Often times, a developer needs to copy code from one place and paste it at another place, followed by some minor modifications at the destination. Of course, copy pasting the same code at multiple places such that no modification would be needed isn’t a good practice and essentially, the developer must refactor and move the common code into a function and insert function calls at the appropriate places.
There are many scenarios where the former operation is required. Even though it is at times possible to move slightly variant code into a separate function and use parameters for the differing functionality, this might not always suffice for a multitude of reasons. The code might be getting used only in a couple of places for example. In such cases, the best way to reuse code is to copy paste. However, from my experience, most errors (often times so stupid that you won’t suspect them to be the cause of problems) occur when one forgets to make a particular change after pasting the code.
One major reason why one tends to miss one or two modifications is that a very minor/no change is needed when doing such reuse (of course, if major changes were needed then one should prefer rewriting code instead of reusing). So people just assume that no change is needed and leave the code as is. Some of the changes that are needed frequently include,
- Change of the value of a enum
- Change of index variable
- Changing the index value.
- Needing to declare a variable which was available for use in the copied code but not present at the place the code has been pasted.

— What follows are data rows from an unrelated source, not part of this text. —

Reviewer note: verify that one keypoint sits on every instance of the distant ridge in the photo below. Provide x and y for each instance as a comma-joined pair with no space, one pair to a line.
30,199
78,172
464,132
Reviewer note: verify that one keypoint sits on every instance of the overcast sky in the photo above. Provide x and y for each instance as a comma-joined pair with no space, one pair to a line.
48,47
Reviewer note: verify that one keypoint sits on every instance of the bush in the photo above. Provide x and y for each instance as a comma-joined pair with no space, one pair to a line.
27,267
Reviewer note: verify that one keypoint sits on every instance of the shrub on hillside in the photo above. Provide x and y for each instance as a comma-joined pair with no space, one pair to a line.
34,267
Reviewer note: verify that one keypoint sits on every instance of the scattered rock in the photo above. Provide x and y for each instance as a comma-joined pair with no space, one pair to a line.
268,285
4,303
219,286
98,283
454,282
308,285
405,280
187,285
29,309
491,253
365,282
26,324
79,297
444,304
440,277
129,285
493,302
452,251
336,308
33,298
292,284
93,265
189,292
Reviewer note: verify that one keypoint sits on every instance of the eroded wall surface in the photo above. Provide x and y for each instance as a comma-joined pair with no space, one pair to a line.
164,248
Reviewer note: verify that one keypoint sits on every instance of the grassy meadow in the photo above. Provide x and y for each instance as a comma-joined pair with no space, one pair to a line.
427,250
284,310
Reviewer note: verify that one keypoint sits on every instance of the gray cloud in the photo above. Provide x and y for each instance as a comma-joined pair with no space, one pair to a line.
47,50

Forget these kind of changes and you would spend another hour trying to find the issue and fixing it. Hence, be extra careful whenever copy-pasting code to be able to make the most of the time saving gained from not having to write the code again and in case some error crops up after you pasted code from somewhere, the first check you should make is whether the minor changes like the ones for variable names etc have been taken care of.
UPDATE : After discussions with Dinkar, one important point came up which was that such errors are more likely in Weakly typed languages for obvious reasons.